Die Reißverschlüsse der anderen Zelte blieben zu. Die Schritte gingen an ihrer Wand vorbei, hielten, als überlegten sie, dann weiter, Richtung Hütte. „Wir bleiben hier“, flüsterte Lena. „Wir bleiben hier“, wiederholte Paul.

Die Schritte kehrten zurück. Vor ihrem Zelteingang blieb es still. Paul hielt den Atem an. Klopf. Klopf. Klopf.

Er zählte mit. Eins. Zwei. Drei. Lena zählte nicht. Sie griff nur nach seiner Hand. „Wenn du aufmachst, hau ich dich“, flüsterte sie. „Ich mach nicht auf.“

Das Klopfen hörte auf. Ein Schatten bewegte sich über der Plane. Sanft. Als würde jemand von außen die Hand auflegen, um zu fühlen, ob sie atmen.

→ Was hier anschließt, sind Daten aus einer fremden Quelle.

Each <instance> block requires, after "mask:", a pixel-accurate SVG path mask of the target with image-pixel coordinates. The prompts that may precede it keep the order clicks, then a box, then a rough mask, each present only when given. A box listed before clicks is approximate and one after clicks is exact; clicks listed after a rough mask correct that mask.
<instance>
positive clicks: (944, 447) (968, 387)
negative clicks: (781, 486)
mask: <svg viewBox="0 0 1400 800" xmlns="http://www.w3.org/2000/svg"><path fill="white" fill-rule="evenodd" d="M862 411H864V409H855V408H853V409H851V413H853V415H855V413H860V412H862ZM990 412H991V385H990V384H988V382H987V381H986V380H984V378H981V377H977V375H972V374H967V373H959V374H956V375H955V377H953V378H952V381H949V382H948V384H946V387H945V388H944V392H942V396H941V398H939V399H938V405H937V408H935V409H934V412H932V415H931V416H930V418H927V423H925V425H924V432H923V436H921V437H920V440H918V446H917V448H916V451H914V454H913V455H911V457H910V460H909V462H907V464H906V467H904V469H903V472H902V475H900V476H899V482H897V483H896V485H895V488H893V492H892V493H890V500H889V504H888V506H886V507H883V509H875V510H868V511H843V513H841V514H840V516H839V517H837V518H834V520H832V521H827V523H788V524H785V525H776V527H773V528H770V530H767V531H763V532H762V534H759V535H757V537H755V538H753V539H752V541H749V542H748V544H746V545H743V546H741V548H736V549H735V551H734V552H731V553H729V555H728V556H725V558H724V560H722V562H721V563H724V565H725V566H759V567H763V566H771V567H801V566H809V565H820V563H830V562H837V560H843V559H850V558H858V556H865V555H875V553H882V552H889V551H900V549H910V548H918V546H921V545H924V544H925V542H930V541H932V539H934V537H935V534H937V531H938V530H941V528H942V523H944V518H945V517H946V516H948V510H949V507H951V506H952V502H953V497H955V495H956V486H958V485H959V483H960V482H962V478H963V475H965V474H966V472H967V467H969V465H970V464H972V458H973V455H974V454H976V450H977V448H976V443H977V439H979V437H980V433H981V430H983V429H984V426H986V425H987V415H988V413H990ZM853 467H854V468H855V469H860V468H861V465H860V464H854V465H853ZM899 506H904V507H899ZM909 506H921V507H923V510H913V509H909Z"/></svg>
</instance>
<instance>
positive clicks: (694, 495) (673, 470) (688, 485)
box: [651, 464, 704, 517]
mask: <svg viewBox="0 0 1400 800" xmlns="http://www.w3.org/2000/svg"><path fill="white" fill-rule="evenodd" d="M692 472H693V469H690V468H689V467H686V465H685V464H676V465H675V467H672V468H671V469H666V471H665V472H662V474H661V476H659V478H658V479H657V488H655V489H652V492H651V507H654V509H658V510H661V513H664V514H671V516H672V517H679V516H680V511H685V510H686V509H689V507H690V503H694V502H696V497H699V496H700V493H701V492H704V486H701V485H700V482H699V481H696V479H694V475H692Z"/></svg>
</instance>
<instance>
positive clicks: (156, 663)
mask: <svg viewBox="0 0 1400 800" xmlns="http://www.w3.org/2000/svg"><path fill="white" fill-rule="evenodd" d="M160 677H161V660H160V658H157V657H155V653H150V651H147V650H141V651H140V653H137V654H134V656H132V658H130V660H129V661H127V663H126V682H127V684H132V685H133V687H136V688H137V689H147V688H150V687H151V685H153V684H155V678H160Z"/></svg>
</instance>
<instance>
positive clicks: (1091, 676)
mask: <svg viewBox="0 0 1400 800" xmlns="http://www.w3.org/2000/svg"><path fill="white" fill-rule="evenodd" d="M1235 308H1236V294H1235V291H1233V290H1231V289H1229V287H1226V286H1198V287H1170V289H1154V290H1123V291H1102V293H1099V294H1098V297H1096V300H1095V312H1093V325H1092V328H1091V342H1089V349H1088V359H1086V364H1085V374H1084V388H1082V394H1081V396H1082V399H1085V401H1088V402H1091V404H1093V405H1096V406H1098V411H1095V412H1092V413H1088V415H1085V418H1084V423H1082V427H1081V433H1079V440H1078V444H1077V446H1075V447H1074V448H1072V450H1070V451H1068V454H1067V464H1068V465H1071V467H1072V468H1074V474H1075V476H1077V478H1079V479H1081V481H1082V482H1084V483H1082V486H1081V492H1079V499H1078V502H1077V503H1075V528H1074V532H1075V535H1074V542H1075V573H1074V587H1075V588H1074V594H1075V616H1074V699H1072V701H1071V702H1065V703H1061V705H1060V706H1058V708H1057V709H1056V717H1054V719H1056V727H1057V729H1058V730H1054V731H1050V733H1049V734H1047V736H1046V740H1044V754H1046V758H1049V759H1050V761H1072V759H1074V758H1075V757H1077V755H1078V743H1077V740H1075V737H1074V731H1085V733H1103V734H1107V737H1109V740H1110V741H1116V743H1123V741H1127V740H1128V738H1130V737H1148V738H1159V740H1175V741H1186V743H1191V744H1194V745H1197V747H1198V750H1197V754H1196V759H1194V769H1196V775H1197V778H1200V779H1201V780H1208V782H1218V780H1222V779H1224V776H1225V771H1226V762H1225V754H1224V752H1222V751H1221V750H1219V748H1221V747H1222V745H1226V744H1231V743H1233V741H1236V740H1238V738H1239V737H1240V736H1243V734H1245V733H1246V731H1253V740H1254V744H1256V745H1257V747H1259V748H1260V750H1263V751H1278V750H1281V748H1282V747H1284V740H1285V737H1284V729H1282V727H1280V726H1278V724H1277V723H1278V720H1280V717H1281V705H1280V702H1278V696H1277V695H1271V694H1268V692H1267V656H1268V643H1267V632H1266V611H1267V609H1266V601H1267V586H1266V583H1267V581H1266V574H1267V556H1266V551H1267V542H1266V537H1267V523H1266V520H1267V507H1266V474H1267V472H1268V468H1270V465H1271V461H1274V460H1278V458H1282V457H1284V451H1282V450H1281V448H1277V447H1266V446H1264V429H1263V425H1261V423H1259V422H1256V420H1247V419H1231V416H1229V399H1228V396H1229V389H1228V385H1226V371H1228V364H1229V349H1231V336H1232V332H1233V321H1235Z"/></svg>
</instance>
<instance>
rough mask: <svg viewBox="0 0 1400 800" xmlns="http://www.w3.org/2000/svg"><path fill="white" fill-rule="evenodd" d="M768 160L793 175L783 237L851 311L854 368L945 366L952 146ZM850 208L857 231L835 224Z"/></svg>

Die Hand blieb einen Moment zu lang.

Dann zog sie sich zurück.

Am Abend saßen sie wieder am Feuer. Weber erzählte eine harmlose Geschichte über eine Kanne Tee, die drei Jahre lang auf einer Hütte stehen geblieben war und trotzdem nach Pfefferminze roch. Die Gruppe lachte an den richtigen Stellen. Das Feuer sprach mit kleinen, klaren Tönen, die nicht wie Holz klangen, sondern wie Glas, das nicht brechen will.